Small miracles as she didn’t currently have a vet. 

“But if you want me to take care of anything that requires a computer or paper, I can’t help you.” 

With a sweeping gesture, I drew her attention to the completely obscured surface that used to house a facsimile of business operations equipment. In place of the clean surface of my lacquered wood desk was coffee cups. 

Several dozen coffee cups of various colors, shapes, and volumes. Each one emblazoned with either a dog, a farm, or some manner of witty or snarky saying. 

All of them having simply appeared. 

Mrs. Margot, however, could not care less. 

“Why don’t you put them away, Cynthia? As I understand it, your previous collection was destroyed. Just place them where those once resided… honestly…” 

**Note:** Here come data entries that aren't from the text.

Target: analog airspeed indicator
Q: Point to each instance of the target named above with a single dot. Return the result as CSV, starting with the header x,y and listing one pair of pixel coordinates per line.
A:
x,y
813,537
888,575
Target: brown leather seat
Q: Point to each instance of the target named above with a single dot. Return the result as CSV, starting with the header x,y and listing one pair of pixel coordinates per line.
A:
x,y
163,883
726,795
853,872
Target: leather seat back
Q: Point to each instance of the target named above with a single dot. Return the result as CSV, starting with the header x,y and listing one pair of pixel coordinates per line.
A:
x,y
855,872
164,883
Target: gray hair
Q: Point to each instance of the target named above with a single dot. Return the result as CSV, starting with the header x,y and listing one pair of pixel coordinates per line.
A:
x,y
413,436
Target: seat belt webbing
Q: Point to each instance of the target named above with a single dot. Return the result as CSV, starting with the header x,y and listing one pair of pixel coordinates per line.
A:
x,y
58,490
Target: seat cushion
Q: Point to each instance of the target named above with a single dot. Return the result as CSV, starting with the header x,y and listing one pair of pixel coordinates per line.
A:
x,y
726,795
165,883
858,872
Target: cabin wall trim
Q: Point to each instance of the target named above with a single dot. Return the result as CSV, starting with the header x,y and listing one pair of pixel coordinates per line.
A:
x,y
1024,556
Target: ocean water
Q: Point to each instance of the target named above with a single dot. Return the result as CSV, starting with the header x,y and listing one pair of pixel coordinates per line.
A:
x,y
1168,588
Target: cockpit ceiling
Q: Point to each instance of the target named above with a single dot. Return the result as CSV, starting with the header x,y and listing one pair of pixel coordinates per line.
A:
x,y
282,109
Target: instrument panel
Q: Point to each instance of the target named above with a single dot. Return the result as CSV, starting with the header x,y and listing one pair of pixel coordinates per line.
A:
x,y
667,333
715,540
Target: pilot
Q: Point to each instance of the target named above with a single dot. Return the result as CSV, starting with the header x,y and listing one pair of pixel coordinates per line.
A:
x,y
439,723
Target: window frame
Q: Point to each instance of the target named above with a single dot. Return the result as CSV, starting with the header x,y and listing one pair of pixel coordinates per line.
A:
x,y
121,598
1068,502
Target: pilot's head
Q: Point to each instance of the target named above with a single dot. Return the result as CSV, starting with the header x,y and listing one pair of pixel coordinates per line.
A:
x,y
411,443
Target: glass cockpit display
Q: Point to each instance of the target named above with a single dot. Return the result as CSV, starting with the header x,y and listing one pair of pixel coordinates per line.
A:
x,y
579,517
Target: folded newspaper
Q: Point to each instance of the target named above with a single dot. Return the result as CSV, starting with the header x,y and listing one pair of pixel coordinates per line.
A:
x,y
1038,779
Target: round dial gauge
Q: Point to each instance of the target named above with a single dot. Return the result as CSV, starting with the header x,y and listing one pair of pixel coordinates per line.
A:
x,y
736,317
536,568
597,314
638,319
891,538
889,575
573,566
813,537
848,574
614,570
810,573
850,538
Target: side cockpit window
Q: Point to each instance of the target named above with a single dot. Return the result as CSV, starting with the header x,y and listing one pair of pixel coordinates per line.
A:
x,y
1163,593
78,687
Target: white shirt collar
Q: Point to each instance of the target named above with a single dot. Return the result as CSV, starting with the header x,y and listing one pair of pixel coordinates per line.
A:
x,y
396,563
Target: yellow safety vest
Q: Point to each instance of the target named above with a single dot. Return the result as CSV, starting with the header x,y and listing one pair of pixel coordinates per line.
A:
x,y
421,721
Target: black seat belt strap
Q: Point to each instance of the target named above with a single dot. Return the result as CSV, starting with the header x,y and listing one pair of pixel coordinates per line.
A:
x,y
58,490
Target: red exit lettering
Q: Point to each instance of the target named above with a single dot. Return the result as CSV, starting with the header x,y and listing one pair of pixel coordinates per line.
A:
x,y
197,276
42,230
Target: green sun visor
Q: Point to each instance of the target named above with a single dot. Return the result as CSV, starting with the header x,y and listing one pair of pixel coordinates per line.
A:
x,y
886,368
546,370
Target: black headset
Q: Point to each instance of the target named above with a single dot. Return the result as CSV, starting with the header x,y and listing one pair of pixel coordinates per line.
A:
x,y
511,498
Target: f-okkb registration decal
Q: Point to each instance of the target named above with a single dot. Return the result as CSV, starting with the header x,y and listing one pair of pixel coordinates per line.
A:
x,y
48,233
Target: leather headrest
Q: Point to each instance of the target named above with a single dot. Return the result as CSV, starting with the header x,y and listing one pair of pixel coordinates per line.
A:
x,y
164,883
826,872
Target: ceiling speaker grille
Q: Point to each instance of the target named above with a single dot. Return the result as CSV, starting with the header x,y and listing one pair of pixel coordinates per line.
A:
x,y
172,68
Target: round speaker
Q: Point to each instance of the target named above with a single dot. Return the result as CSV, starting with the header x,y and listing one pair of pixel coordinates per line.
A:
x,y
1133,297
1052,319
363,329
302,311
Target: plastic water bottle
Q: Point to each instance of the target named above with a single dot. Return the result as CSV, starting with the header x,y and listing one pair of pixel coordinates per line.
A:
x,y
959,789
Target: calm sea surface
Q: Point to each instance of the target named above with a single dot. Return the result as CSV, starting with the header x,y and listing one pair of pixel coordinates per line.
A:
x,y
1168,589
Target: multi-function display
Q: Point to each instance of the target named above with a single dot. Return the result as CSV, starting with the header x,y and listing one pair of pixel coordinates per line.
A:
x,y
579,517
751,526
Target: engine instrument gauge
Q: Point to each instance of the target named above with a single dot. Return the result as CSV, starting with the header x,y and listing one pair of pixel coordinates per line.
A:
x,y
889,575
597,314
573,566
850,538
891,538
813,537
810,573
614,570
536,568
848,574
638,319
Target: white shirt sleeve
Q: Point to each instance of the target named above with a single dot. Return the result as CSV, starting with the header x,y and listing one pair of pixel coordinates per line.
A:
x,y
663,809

She tutted at me, and I narrowed my eyes at her, glancing between her and my string art conspiracy theory board. 

Could it be… 

“Will your partner be joining you or has Sgt. Winnifred forgotten her manners?” 

The dog in question, retired from the Army alongside me, had flopped onto the floor again and was now doing a sideways wiggle on her back. Rear paws kicking out, front tucked against her chest, the dog was either scratching her back or jazzercising in perfect time to the music coming in from the public library next door. 

Baby I’m just gonna shake, shake, shake, shake it off,” her tail thumped in time to the beat with each foot kicking out to punctuate the claps before the bridge. 

“Considering she wrecked your bingo hall and tried to blow up Florida, I don’t know where you got the idea she had manners,” I scoffed. Jiggling my dislocated shoulder, I stifled a scream and decided it was well and truly out of place, but I would need coffee to get it back in. Picking up one of the coffee cups and putting it next to the coffee maker, I tried to choose what to put inside the cup with my magic bean water. “It’s like you’ve never met either of us and think we somehow developed social skills and competence.”

A sharp side eye from Mrs. Margot attempted to maim me but I elected to take TayTay’s advice and… well ignore it. 

Only Winnie could work a tail shake like that in our dynamic duo. 

I’d probably un-seat another ball joint if I tried. 

“And I can’t put the damn coffee cups away because when the old ones went down, the shelf broke and I don’t own any tools! I tried to buy some tools, but I ended up in the grocery store buying cheese and coffee creamer… and then I went to… somewhere! Probably work? Definitely not bed because it smells like Larry and he…” 

I blinked at her, wondering when she’d lost focus. 

“When did you last sleep, Cynthia?” 

“Do you want some coffee?” I asked her instead, gesturing the cup in my hand out to her. Beside the coffee maker was another full cup, one I’d apparently poured and forgotten about at some point. I poked the side and discovered it was still lukewarm. 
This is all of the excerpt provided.